In its submission to the National Energy Regulator on the request for tariff increases, Eskom has assured South Africans that there are no plans for load shedding in the near future.
The power utility further stated that the requested hikes are not meant to recover monies lost through corruption or load shedding. The Northern Cape’s public hearing on the proposed 20.5% tariff increase for the 2022/2023 financial year took place virtually this afternoon.
According to a study done by Eskom, the country suffered a R35-billion loss in economic damage – over a period of 12-years – due to load shedding.
“I just would like to point out that we absolutely, absolutely make sure that we do not recover any revenue that is related to the load shedding volumes. And we do this in our regulatory clearing accounts. And as mentioned by our CFO yesterday Eskom does not plan to load-shed. Our production plan is geared towards making sure that we can meet the need of demand that is required. So there is no planning; in forward-looking, there is no plan for load shedding,” Eskom’s General Manager, Hasha Tlhotlhalemaje explains.
Eskom says the agricultural sector was the hardest hit by load shedding during the 2018/2019 financial year. It says the sector’s economic growth was reduced by 5%. This emerged during the Northern Cape’s virtual hearings conducted by Nersa on Eskom’s request for a 20% tariff increase.

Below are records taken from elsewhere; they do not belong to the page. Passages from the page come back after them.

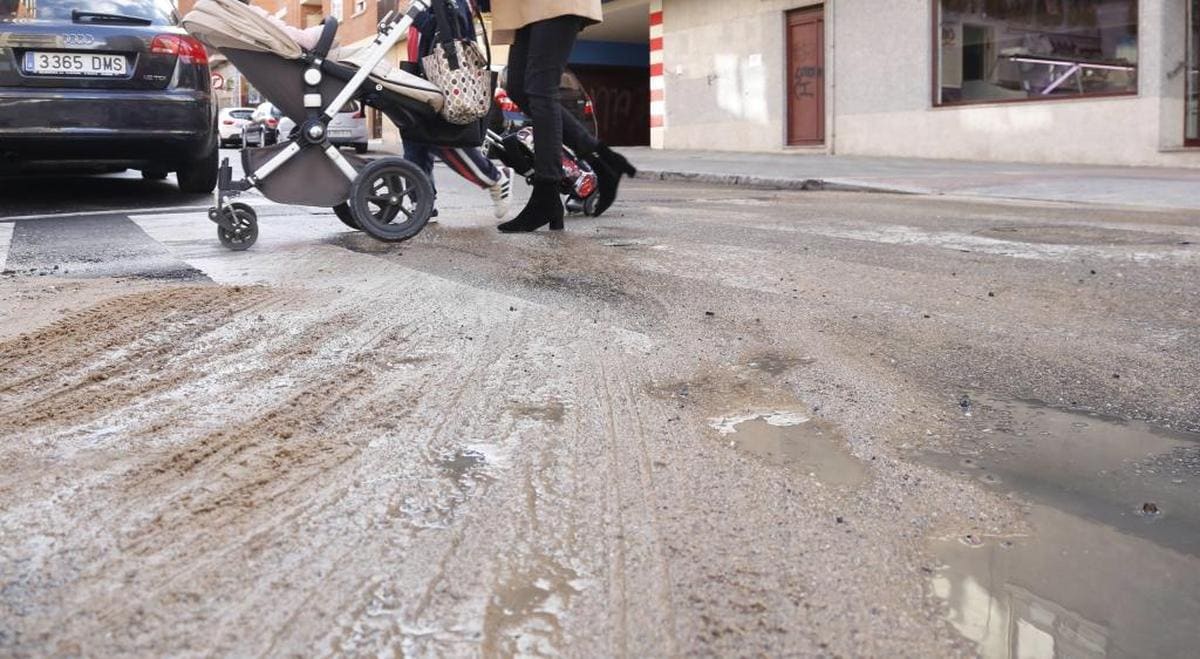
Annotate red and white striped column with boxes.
[650,0,667,149]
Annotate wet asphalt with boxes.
[0,157,1200,657]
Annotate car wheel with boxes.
[179,146,220,194]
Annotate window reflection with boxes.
[937,0,1138,103]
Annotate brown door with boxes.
[787,6,824,145]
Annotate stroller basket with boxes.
[182,0,485,250]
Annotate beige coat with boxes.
[492,0,604,43]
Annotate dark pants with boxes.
[506,16,598,182]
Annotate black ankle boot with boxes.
[587,144,637,216]
[496,181,564,233]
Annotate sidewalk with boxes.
[620,148,1200,210]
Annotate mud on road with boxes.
[0,184,1200,657]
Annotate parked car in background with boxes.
[217,108,254,146]
[0,0,218,192]
[241,103,283,146]
[278,101,371,154]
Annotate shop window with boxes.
[935,0,1132,104]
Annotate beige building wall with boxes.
[662,0,1200,167]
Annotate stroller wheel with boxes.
[334,203,362,232]
[349,157,433,242]
[217,203,258,252]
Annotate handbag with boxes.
[421,0,492,125]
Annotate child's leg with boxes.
[438,146,504,187]
[404,139,438,194]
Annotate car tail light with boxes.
[150,35,209,64]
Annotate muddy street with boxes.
[0,180,1200,657]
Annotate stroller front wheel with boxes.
[349,157,433,242]
[217,203,258,252]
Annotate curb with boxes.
[637,169,916,194]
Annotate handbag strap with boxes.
[433,0,461,71]
[432,0,462,43]
[462,0,492,71]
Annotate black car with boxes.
[0,0,218,192]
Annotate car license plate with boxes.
[25,50,128,78]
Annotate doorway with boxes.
[785,5,826,146]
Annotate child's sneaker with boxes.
[487,167,512,220]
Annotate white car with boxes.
[241,103,283,146]
[280,101,371,154]
[217,108,254,146]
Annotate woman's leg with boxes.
[509,16,582,181]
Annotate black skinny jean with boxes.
[506,16,598,182]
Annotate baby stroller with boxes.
[182,0,486,250]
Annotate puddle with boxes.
[974,224,1183,245]
[746,353,816,376]
[931,505,1200,659]
[920,397,1200,556]
[482,555,584,657]
[710,412,866,485]
[438,449,487,484]
[920,396,1200,658]
[512,401,566,424]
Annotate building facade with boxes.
[648,0,1200,167]
[175,0,1200,167]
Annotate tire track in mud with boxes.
[0,272,463,652]
[0,287,270,435]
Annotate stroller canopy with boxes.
[182,0,304,60]
[182,0,445,112]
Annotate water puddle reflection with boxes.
[920,397,1200,556]
[482,555,586,657]
[710,412,866,485]
[932,505,1200,659]
[920,396,1200,658]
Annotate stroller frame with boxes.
[209,0,432,251]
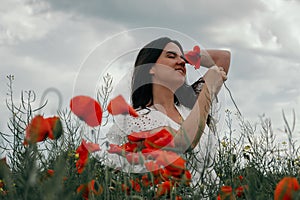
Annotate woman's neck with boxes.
[152,84,174,110]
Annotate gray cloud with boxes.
[0,0,300,144]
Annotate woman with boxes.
[107,37,230,186]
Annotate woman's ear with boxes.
[149,67,155,75]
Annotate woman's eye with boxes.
[168,55,175,58]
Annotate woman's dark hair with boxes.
[131,37,196,109]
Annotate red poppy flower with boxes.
[127,131,152,142]
[45,116,63,140]
[126,152,144,165]
[235,185,248,197]
[274,177,300,200]
[47,169,54,176]
[160,168,184,181]
[70,96,102,127]
[82,139,100,153]
[156,181,172,197]
[142,147,163,159]
[76,139,100,174]
[184,46,201,69]
[181,170,192,185]
[107,142,138,156]
[141,174,152,187]
[107,95,139,117]
[144,129,175,149]
[76,180,103,200]
[156,151,186,171]
[24,115,53,145]
[107,144,125,155]
[144,160,162,176]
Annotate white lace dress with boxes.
[107,106,217,185]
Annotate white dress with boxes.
[106,106,217,185]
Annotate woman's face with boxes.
[149,42,186,90]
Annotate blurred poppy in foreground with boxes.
[46,116,63,140]
[274,177,300,200]
[107,95,139,117]
[24,115,63,145]
[24,115,52,145]
[76,180,103,200]
[76,139,100,174]
[184,46,201,69]
[70,96,102,127]
[217,185,235,200]
[145,129,175,149]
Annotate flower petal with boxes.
[184,46,201,69]
[24,115,52,145]
[107,95,139,117]
[45,116,63,140]
[70,96,102,127]
[127,131,152,142]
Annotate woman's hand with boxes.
[203,66,227,98]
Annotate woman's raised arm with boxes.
[201,49,231,74]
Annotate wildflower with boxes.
[70,96,102,127]
[217,185,235,200]
[126,152,144,165]
[244,145,251,151]
[24,115,53,145]
[156,181,173,197]
[274,177,300,200]
[145,129,175,149]
[235,185,248,197]
[184,46,201,69]
[127,131,152,142]
[122,180,141,195]
[76,179,103,200]
[156,151,186,170]
[107,95,139,117]
[76,139,100,174]
[107,142,138,156]
[144,160,161,176]
[45,116,63,140]
[47,169,54,176]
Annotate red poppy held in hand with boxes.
[184,46,201,69]
[70,96,102,127]
[107,95,139,117]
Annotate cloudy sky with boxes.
[0,0,300,144]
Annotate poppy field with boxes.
[0,74,300,200]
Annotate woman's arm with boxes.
[201,49,231,74]
[151,50,231,152]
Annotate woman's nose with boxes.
[177,56,185,66]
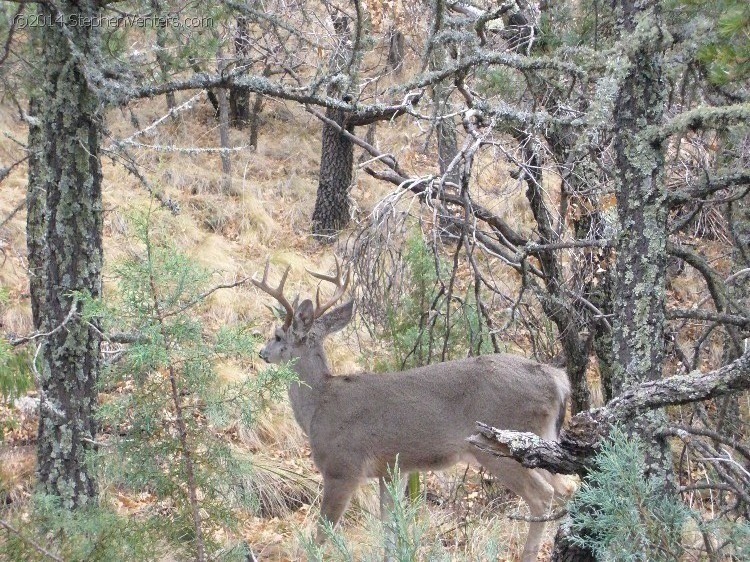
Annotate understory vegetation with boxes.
[0,0,750,562]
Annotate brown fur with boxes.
[261,300,570,562]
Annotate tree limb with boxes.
[468,351,750,476]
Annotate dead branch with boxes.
[468,351,750,476]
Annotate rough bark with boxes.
[469,352,750,476]
[612,0,672,483]
[29,0,102,509]
[26,94,47,332]
[229,16,257,129]
[312,12,354,236]
[312,108,354,241]
[151,0,178,112]
[388,27,404,75]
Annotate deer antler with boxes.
[250,258,294,330]
[305,256,350,318]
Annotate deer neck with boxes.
[289,345,331,435]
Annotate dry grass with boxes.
[0,94,560,560]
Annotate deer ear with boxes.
[316,300,354,336]
[292,299,315,336]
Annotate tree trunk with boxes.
[612,0,672,484]
[229,16,257,130]
[151,0,177,114]
[29,0,102,509]
[388,27,404,76]
[312,15,354,238]
[26,93,47,331]
[312,108,354,241]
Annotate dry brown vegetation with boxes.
[0,92,568,561]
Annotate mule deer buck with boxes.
[252,259,570,562]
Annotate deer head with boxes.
[252,258,354,363]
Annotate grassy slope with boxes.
[0,94,560,560]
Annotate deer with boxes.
[251,258,571,562]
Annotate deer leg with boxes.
[477,455,555,562]
[316,476,359,544]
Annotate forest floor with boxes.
[0,96,576,561]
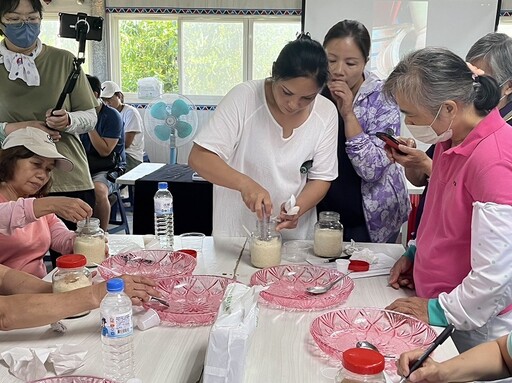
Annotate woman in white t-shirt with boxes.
[189,34,338,239]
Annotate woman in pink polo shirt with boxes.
[384,48,512,351]
[0,127,92,277]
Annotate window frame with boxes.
[106,13,300,105]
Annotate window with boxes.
[39,13,91,73]
[251,21,300,79]
[109,14,300,102]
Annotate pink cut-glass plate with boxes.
[144,275,234,326]
[30,376,115,383]
[98,250,197,280]
[251,265,354,311]
[310,308,437,371]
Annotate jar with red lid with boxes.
[52,254,92,318]
[336,348,386,383]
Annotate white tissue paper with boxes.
[0,344,87,382]
[1,347,51,382]
[203,283,264,383]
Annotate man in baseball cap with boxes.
[2,127,73,172]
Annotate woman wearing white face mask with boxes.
[384,48,512,351]
[0,0,98,268]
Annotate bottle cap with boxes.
[107,278,124,293]
[56,254,87,269]
[342,348,384,375]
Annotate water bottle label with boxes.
[101,311,133,338]
[155,199,173,214]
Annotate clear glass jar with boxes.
[73,218,105,266]
[313,211,343,258]
[52,254,92,318]
[335,348,386,383]
[250,218,282,269]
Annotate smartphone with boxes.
[59,12,103,41]
[375,132,405,154]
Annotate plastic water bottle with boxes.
[154,182,174,249]
[100,278,134,383]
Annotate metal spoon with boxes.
[306,272,350,295]
[356,340,396,359]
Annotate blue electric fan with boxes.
[144,94,197,164]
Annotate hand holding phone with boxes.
[375,132,406,155]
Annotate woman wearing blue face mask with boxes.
[384,48,512,352]
[0,0,97,266]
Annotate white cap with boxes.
[2,127,74,172]
[100,81,122,98]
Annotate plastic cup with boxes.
[180,233,205,254]
[336,259,350,274]
[177,249,197,258]
[283,241,311,262]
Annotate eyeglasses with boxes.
[4,14,41,28]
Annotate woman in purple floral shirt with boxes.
[317,20,410,242]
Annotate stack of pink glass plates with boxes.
[98,250,197,280]
[251,265,354,311]
[144,275,234,326]
[310,308,436,370]
[31,376,115,383]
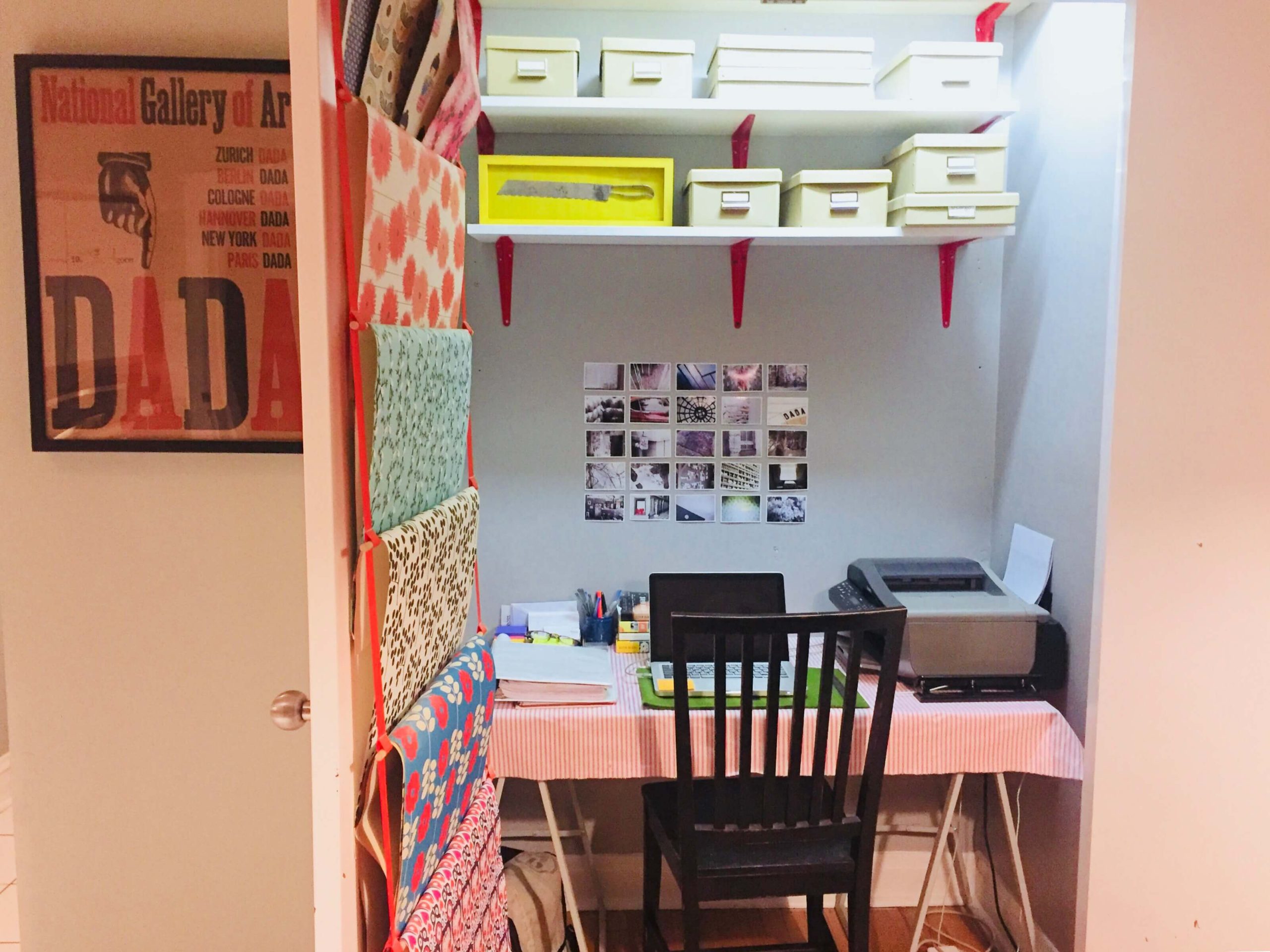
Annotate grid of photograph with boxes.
[581,362,812,525]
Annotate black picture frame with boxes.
[14,53,304,453]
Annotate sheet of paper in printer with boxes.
[1002,523,1054,604]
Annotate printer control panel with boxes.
[829,579,879,612]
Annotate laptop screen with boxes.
[648,572,789,661]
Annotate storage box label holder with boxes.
[829,191,860,212]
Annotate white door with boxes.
[279,0,357,952]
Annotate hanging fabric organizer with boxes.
[358,323,472,532]
[358,637,494,931]
[401,779,509,952]
[330,0,495,952]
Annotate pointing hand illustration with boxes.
[97,152,155,268]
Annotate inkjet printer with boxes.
[829,559,1067,699]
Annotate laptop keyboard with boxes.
[689,661,767,687]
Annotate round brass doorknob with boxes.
[269,691,309,731]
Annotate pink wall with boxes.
[1082,0,1270,952]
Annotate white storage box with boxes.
[883,132,1007,195]
[710,61,874,109]
[683,169,782,229]
[599,37,697,99]
[781,169,890,229]
[710,33,874,70]
[878,42,1003,103]
[485,37,581,98]
[887,191,1018,226]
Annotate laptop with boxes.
[648,572,794,697]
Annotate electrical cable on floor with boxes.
[983,775,1018,952]
[917,787,993,952]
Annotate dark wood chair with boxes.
[644,607,907,952]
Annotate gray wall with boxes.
[465,9,1009,614]
[463,7,1010,878]
[992,2,1124,948]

“An aspect that came out of the study we looked at the impact on GDP growth per sector. There is an uneven impact on economic sectors. With your agricultural sector taking the brunt of the impact and having their 2018/2019 period having their economic growth reduced by almost five percent. And, then following up on that the utilities and the manufacturing sectors were the next hardest hit. Certain sectors like the financial and personal service sectors for a minimum impact in terms of their economic growth,” says Eskom’s Ulrich Minnaar.